Fiscal Policies and the Safeguarding of Economic, Social and Cultural Rights in Latin America
Thematic report and hearing at the Inter-American Commission on Human Rights
New York/Santo Domingo, May 10—Fiscal policy plays a central role in reducing inequality and realizing human rights for all, without discrimination. As the 168th Session of the Inter-American Commission on Human Rights (IACHR) occurs this week in the Dominican Republic, CESR and its partners in the region are holding a thematic hearing to highlight a fundamental concern: that the majority of Latin American countries have not yet taken advantage of the enormous transformative potential of fiscal policy in the fight against poverty, inequality and the structural underpinnings of human rights violations.

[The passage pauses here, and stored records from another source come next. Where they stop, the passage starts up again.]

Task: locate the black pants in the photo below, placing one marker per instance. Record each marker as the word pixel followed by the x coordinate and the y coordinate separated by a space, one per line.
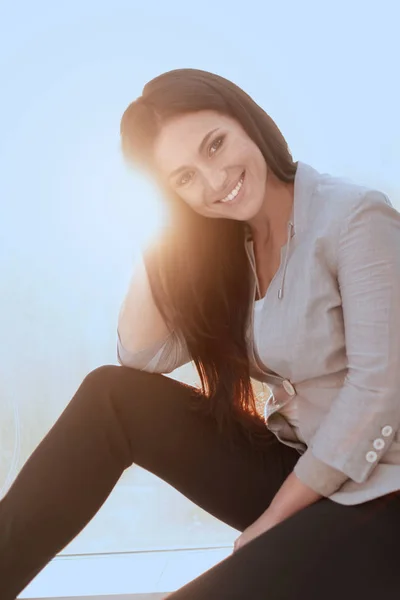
pixel 120 416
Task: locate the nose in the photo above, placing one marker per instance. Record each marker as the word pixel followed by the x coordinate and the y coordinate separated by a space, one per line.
pixel 216 181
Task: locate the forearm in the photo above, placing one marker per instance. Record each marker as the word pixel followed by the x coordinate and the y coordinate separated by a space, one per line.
pixel 140 324
pixel 292 497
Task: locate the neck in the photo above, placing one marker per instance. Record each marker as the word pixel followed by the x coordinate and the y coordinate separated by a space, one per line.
pixel 271 221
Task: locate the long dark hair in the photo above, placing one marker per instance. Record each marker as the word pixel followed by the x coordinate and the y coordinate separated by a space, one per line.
pixel 198 270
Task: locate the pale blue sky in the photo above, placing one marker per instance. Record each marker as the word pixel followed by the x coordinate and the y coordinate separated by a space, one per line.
pixel 327 74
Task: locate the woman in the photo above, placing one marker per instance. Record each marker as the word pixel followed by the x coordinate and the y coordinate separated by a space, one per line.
pixel 265 269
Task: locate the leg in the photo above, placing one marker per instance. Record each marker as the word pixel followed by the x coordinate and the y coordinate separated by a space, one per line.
pixel 326 551
pixel 121 416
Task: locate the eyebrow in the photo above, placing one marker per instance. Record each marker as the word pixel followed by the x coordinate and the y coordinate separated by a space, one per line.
pixel 201 148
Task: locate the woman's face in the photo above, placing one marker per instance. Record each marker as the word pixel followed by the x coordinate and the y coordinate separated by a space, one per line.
pixel 212 164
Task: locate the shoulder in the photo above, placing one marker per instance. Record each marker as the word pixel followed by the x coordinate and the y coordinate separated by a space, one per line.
pixel 340 199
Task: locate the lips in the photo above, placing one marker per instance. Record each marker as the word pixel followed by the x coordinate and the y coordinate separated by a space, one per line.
pixel 234 191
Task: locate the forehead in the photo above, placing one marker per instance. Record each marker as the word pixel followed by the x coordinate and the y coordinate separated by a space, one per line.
pixel 179 139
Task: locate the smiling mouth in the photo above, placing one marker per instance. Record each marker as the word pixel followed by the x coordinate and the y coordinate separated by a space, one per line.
pixel 233 194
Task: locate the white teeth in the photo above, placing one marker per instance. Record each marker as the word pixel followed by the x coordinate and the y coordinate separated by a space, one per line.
pixel 234 192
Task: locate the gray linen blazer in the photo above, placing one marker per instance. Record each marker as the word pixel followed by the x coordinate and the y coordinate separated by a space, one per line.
pixel 330 339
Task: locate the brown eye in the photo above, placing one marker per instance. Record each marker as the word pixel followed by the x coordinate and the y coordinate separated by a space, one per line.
pixel 216 144
pixel 186 177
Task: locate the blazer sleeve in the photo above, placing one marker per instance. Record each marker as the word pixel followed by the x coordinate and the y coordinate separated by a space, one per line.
pixel 360 425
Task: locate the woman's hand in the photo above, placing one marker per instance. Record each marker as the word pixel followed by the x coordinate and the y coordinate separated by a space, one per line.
pixel 263 523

Since CESR and partners organized the first thematic hearing on fiscal policy and human rights in 2015, poverty in Latin America has begun to increase again, and progress on reducing inequality has stalled. 187 million people, more than 30% of the population in Latin America, are poor. Economic inequality regionally remains the highest in the world. Fiscal policies are not addressing these gaps, despite growing recognition by the IACHR—alongside the international human rights system and domestic judicial institutions—that human rights norms are fully applicable to economic policies, including fiscal policies.

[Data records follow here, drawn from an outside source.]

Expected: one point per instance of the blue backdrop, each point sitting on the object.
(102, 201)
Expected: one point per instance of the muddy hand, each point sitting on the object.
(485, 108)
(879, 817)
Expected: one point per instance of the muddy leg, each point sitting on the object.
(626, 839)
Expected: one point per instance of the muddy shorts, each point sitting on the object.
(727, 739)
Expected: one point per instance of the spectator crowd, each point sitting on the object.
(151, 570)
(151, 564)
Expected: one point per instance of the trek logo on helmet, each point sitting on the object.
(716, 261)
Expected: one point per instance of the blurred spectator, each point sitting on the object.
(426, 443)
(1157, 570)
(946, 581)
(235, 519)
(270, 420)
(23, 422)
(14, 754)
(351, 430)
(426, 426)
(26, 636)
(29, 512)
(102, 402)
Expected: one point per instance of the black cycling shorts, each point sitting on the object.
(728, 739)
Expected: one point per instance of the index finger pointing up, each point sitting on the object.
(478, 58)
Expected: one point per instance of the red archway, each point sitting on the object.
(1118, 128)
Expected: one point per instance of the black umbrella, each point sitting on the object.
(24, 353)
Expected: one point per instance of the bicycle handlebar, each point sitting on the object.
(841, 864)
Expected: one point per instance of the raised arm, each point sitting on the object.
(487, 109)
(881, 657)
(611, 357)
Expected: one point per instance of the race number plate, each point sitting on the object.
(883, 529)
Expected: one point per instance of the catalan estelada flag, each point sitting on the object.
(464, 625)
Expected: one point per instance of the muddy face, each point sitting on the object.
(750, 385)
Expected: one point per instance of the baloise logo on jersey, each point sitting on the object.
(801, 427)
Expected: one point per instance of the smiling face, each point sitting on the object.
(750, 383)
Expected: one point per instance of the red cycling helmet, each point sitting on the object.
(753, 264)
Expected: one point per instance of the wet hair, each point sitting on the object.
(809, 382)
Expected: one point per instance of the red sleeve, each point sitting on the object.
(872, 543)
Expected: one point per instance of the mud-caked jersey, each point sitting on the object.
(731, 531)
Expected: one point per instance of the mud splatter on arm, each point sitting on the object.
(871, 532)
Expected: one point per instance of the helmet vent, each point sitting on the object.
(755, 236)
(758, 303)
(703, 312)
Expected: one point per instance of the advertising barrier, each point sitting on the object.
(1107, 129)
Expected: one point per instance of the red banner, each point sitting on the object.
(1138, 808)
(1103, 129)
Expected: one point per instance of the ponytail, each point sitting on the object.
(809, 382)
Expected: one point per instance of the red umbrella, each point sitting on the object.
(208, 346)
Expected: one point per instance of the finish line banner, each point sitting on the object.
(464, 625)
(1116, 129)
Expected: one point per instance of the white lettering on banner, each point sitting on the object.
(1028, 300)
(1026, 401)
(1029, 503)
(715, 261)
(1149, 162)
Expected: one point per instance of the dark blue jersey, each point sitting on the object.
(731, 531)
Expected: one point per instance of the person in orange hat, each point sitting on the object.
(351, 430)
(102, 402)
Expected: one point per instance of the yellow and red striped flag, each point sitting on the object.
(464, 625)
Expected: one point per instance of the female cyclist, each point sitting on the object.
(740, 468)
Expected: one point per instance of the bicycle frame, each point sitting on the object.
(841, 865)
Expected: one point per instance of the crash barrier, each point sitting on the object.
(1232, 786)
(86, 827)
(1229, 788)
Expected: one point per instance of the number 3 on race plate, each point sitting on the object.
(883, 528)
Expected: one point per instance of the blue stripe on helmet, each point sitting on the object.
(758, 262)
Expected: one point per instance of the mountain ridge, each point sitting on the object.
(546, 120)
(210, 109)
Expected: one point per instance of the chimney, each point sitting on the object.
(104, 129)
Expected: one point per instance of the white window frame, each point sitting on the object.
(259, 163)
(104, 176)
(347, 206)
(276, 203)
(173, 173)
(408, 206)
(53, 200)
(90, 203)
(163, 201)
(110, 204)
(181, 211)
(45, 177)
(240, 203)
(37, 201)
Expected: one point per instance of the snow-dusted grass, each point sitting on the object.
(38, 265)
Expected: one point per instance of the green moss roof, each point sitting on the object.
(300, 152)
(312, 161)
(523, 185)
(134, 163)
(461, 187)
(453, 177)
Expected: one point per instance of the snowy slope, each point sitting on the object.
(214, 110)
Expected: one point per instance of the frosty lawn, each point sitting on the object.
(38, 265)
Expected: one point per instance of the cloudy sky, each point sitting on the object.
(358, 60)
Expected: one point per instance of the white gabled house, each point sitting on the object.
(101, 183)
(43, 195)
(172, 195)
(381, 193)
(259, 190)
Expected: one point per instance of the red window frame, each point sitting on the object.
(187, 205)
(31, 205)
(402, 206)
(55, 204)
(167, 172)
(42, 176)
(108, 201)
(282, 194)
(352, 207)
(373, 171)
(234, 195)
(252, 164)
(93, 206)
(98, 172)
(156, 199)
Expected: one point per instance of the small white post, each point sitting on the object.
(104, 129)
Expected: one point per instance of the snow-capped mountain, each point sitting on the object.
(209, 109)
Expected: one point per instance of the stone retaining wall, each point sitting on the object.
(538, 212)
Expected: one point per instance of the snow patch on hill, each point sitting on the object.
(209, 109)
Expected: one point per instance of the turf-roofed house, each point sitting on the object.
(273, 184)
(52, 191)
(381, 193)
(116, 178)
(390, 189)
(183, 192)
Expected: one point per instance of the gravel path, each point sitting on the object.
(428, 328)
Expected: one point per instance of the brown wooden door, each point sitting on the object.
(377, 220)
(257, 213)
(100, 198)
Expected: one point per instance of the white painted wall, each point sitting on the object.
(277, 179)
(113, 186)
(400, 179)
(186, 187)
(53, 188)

For this reason, a coalition of twelve leading human rights and development organizations working at the local, national, regional and global levels (listed below) has convened the second-ever thematic hearing on the impact of fiscal policy in Latin America at the IACHR this week. This time the focus is on four particular situations of human rights abuses stemming from tax and fiscal policies in Argentina, Brazil, Colombia and Peru. An accompanying joint report—Fiscal Policies and the Safeguarding of Economic, Social and Cultural Rights in Latin America: Argentina, Brazil, Colombia and Peru—demonstrates the transformative role fiscal policy can and must play in achieving the Sustainable Development Goals (SDGs) and overcoming the historic human rights deficits facing Latin America today. An executive summary of the report is available here in English and in Spanish.
As shown in the report, fiscal policy in Latin America has had little effect in reducing economic inequality, even exacerbating the situation of the worst off in some countries, who end up being net contributors rather than net beneficiaries of the fiscal system. In general, countries in the region are characterized by fiscal policies that are not very transparent nor participatory, and are predominantly regressive, posing a low tax burden and an unequal tax structure weighted towards indirect taxes.
The thematic report offers concrete evidence from Argentina, Brazil, Colombia and Peru to show how central fiscal policies are to the enjoyment of human rights, especially by those most socially and economically excluded. It highlights the impacts of unprecedented austerity measures in Brazil, the urgent need for tax reforms to implement the Peace Agreement in Colombia, and the role of regressive fiscal policies in perpetuating inequalities in access to education, health, housing and social security in Peru and Argentina.
The report also illustrates that States are not doing enough to mobilize the maximum of their available resources, nor are they managing these resources efficiently toward the “progressive realization” of these rights, in accordance with human rights norms. The combination of more progressive income and wealth tax reforms, the repeal of useless tax incentives, the implementation of effective strategies to combat tax evasion and avoidance, alongside a better design and allocation of public expenditure, are all feasible alternatives to avoid a new era of austerity in the region. Altogether, the study presents a compelling case for aligning fiscal policy with human rights principles in order to ensure the sufficient, equitable, sustainable and accountable provision of public resources to realize human rights.
The Inter-American Human Rights System, in particular the IACHR, can play a key role in preventing fiscal policy-related human rights abuses, and in ensuring that human rights standards and principles apply fully to the monitoring and oversight of the fiscal policy cycle. In this week’s thematic audience, the petitioning organizations will present several recommendations to strengthen the IACHR’s scope of protection against human rights violations resulting from regressive and unjust fiscal policies. These include producing a thematic report on the issue and encouraging national human rights institutions to strengthen their oversight role on fiscal policy.
This initiative is being organized by the Center for Economic and Social Rights (CESR), Instituto de Estudos Socioeconômicos (INESC), Conectas Derechos Humanos, La Plataforma de Derechos Humanos (DHESCA Brasil), Justiça Global, Ministerio Público de la Defensa de la Ciudad Autónoma de Buenos Aires, Asociación Civil por la Igualdad y la Justicia (ACIJ), Centro de Estudios Legales y Sociales (CELS), Centro de Estudios de Derecho, Justicia y Sociedad (Dejusticia), Foro Salud, Asociación Pro Derechos Humanos (APRODEH), OXFAM.
The thematic session takes place on Friday, May 11, 2018 at 10:15 a.m. EST in the Hotel Crowne Plaza in Santo Domingo, Dominican Republic.